Entretien d’Alain Sanders avec Jean des Cars à propos de son livre Le Sceptre et le Sang (Perrin), l’un des succès de cet hiver. Il se lit comme un feuilleton mais tout y est vrai.
— Avec Le Sceptre et le Sang, grande fresque des destins des rois et des reines dans le maelström des deux guerres mondiales, vous signez une nouvelle et magistrale saga des grandes familles européennes régnantes. D’où vous vient cette passion « dynastique » ?
— La véritable Europe a été édifiée des siècles avant l’Union européenne de Bruxelles, en un temps où le sentiment européen, celui d’appartenir à un monde, était personnalisé par des dynasties, souvent rivales. C’était un univers chrétien, n’en déplaise à Jacques Chirac et à son actuel successeur, n’en déplaise à tous ceux qui bafouent nos valeurs dans le sang, comme on vient de le subir, tragiquement, en plein Paris. Et les racines chrétiennes de la France « Fille aînée de l’Eglise », ne sauraient être oubliées, encore moins effacées, comme si des siècles de foi n’avaient jamais existé et comme si la technocratie froide, anonyme, sans âme, sans esprit civilisateur, uniquement préoccupée de contraintes économiques et monétaires, pouvait être passionnante et susciter l’enthousiasme des peuples.

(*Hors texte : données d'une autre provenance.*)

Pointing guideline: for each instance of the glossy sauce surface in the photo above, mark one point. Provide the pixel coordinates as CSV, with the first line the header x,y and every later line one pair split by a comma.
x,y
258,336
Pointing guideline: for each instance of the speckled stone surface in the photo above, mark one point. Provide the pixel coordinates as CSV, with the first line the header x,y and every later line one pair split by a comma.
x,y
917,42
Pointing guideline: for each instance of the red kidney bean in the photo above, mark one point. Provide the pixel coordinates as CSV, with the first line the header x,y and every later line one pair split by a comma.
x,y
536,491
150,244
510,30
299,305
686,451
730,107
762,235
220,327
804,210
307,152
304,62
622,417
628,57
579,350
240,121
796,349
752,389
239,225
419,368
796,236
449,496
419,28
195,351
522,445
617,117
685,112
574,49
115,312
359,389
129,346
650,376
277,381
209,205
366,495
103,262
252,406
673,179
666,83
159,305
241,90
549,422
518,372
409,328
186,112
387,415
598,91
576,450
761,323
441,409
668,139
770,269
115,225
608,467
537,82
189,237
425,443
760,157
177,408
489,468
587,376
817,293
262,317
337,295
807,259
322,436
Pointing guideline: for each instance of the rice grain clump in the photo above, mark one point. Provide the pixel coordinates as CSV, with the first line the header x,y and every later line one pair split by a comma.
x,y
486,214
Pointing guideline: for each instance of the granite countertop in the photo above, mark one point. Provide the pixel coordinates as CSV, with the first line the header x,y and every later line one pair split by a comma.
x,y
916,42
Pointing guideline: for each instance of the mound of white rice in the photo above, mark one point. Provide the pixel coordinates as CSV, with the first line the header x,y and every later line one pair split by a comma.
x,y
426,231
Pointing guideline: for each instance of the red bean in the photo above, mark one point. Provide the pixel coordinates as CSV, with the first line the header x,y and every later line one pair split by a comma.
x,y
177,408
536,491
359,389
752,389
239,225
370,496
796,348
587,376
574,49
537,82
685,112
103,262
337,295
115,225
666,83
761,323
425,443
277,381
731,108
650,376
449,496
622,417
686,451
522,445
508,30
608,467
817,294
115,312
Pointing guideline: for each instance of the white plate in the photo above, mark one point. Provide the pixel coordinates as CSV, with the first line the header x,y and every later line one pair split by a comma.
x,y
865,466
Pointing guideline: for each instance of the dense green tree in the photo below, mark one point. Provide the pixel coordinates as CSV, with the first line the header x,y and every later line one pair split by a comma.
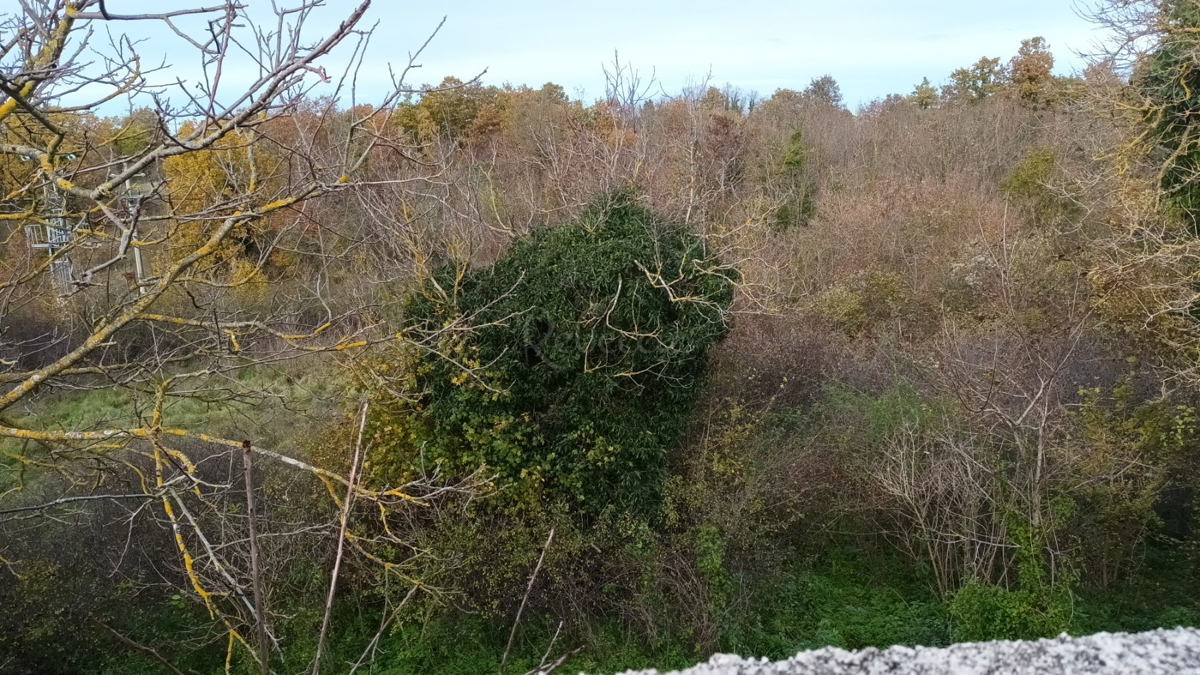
x,y
825,90
924,95
1168,82
985,78
1031,72
588,344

On comprend pourquoi les directives bruxelloises actuelles ne font pas rêver. Elles sont un carcan, pas un idéal. Cet ennui se retrouve, hélas ! dans l’Education dite nationale. Avec les programmes d’histoire enseignés dans les lycées et les collèges, les professeurs ont beaucoup de mal à intéresser leurs élèves, à qui ils doivent imposer une histoire théorique, quasiment politique et surtout – et c’est le plus grave selon moi – totalement désincarnée.
— C’est un gros défaut ?
— C’est une première grave erreur, car les enfants ont envie d’entendre parler des personnages qui ont existé, de héros et d’héroïnes du passé. Qui étaient-ils ? Comment vivaient-ils ? Ce sont d’abord les hommes et les femmes ayant les plus grandes responsabilités, de droit ou de fait, qui sont à l’origine des événements, en exceptant, bien sûr, les catastrophes naturelles. Le résultat de cette négation de l’humain ? Les élèves n’aiment plus l’histoire telle qu’elle leur est enseignée. Au Lycée Condorcet, mon professeur d’histoire, M. Désiré Brelingard, était si passionnant que les chahuteurs que nous étions se taisaient au bout de quelques instants. Nous étions fascinés ! La seconde faute des programmes officiels est de supprimer – ou, en tout cas, de malmener – la chronologie. C’est criminel ! Et stupide. L’histoire, comme l’actualité, est une succession ordonnée en fonction du temps, le chronos, et non un désordre. Aucun élève ne peut s’y retrouver.
En un temps pas si lointain, on apprenait que « 1515, c’est Marignan ». Ne pas respecter la chronologie, c’est encourager la confusion, la manipulation, le manque d’intérêt et donc le mensonge, au point qu’on peut s’interroger : serait-ce fait exprès pour abrutir les masses et leur faire croire n’importe quoi ? Il n’est donc pas étonnant que les émissions historiques à la télévision et à la radio (quand elles sont attrayantes mais solides) rencontrent le succès que l’on sait, sans parler des biographies rigoureuses mais destinées au large public. De grands médias et une édition de qualité remplacent, de facto, un système éducatif défaillant.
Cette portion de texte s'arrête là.